A partir das ideias de Colino (2013) e Paula (2013), pode-se inferir que a acessibilidade e a justiça social estão relacionadas, pois a acessibilidade é um pilar para a garantia dos direitos de cidadania e a justiça social é a garantia do acesso a recursos básicos. A acessibilidade é fundamental para a inclusão social, que é um valor da justiça social. Apesar das reflexões discorridas, é importante lembrar que durante muito tempo a pessoa com deficiência foi privada de qualquer tutela legal por parte do Estado. Nesse contexto, Leite (2016), argumenta que foi a partir da Constituição de 1934 (onde houve uma pequena observação a proteção dos direitos tratados) que se iniciou um processo em busca dos direitos das pessoas com deficiência. No entanto, a autora sustenta que hoje, com os artigos constitucionais e a legislação infraconstitucionais é possível garantir esses direitos através do acesso à justiça. O texto de Leite (2016), fundamenta sua argumentação a partir de Colino (2013) e de estudos mais antigos, que mostram que o interesse pela compreensão da relação entre acessibilidade e justiça social é notório nos estudos jurídicos.

Na construção teórica, vale ainda ressaltar a contribuição de Wanner (2010), que ensina que o acesso à justiça busca a adequada tutela jurisdicional, não apenas o acesso o ingresso em juízo, mas um processo adequado ao caso e com uma resposta efetiva, sendo o referido acesso um Direito Humano Fundamental, direito próprio da natureza humana independente da sociedade, que tem a finalidade de respeitar a dignidade e proteger do poder arbitrário estatal, por isso o acesso à justiça é inerente a condição de ser humano, buscar a justiça é um direito humano fundamental. Neste estudo, quando fala-se em acesso à justiça das pessoas com deficiência, trata-se de todas as barreiras que vão além de questões processuais. Leite (2016) argumenta que a pessoa com deficiência possui restrições devido a sua condição, portanto nem sempre está em igualdade com as demais pessoas da sociedade. A autora descreve que atividades simples do dia a dia como andar, trabalhar e estudar nem sempre são possíveis ao deficiente, neste contexto igualdade não é tratar os desiguais igualmente, mas dar a devida atenção e atender as necessidades de cada um efetivamente.

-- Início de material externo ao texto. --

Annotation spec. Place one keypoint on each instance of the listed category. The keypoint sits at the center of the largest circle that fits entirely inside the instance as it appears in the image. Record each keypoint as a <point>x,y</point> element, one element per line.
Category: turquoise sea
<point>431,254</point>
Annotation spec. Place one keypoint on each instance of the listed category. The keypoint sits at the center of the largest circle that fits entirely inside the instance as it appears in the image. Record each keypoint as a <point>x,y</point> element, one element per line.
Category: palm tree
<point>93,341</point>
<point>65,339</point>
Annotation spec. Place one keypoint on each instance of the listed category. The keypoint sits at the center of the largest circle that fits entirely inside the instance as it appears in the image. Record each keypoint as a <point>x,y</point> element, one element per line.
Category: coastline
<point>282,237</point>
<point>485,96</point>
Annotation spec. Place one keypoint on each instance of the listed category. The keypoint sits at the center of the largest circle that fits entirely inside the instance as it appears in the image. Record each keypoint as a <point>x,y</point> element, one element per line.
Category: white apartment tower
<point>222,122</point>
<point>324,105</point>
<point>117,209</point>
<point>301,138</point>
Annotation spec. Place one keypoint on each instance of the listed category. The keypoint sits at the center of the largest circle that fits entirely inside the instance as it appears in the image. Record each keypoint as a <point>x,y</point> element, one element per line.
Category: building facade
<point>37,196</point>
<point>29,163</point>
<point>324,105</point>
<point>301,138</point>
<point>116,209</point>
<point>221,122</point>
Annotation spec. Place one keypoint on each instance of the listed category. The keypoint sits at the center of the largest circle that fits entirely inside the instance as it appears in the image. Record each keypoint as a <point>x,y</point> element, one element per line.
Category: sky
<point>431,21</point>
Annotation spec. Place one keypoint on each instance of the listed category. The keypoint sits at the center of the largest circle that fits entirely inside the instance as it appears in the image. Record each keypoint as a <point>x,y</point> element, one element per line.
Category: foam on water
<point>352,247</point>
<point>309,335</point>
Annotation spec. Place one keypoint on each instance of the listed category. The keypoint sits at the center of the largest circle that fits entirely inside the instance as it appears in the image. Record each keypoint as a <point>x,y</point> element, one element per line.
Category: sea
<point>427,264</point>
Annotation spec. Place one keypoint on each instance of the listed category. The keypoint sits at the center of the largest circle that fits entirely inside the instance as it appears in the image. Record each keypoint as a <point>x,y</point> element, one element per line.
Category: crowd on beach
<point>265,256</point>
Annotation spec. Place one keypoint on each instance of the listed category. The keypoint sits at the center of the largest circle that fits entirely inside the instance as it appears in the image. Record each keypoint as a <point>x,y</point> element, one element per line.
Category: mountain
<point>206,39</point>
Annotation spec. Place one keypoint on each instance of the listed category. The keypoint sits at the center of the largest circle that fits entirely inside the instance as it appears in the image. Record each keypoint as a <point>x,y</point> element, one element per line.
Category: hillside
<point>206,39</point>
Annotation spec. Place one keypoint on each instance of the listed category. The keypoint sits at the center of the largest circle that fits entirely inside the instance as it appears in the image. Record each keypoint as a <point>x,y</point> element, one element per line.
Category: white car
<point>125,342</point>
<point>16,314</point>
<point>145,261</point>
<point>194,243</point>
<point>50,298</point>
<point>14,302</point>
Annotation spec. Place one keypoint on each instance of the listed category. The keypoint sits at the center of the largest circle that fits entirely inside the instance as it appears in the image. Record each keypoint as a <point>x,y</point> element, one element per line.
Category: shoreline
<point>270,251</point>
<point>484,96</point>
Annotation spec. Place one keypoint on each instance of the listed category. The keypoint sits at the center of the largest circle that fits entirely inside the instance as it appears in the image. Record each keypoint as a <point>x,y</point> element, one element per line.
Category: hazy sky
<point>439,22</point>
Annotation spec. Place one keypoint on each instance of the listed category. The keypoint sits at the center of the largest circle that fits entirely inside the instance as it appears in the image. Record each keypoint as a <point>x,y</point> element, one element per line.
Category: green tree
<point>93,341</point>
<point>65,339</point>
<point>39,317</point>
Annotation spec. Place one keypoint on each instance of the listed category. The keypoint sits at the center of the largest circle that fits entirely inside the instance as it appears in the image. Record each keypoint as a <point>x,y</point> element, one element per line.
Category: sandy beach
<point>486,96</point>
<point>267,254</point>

Nesse sentido, Araújo e Ragazzi (2016), afirmam que é necessário haver uma compensação daqueles menos favorecidos, garantindo uma ampla admissão em juízo, cujo tema abrange questões que se situam no campo econômico (pobreza, alto custo do processo), no psicológico (desinformação, descrença na justiça) e no jurídico (legitimidade ativa individual). Na análise dos autores, o poder constituinte entendeu que

são necessárias medidas especificas de proteção às pessoas com deficiência e produziu artigos constitucionais que visam igualar direitos. Dessa forma, foram garantidos direitos como; a promoção de programas de assistência integral, de prevenção e atendimento especializado (art. 227, § 1°, inciso II); a reserva de vaga em concurso público (art. 37, VIII); o atendimento educacional especializado, preferencialmente na rede regular de ensino (art. 208, III); no âmbito da assistência social (art. 203), a sua habilitação, reabilitação e a promoção de sua integração à vida comunitária (inciso IV); eliminação de barreiras arquitetônicas (art. 227, § 2° e art. 244); e um salário mínimo mensal (inciso V).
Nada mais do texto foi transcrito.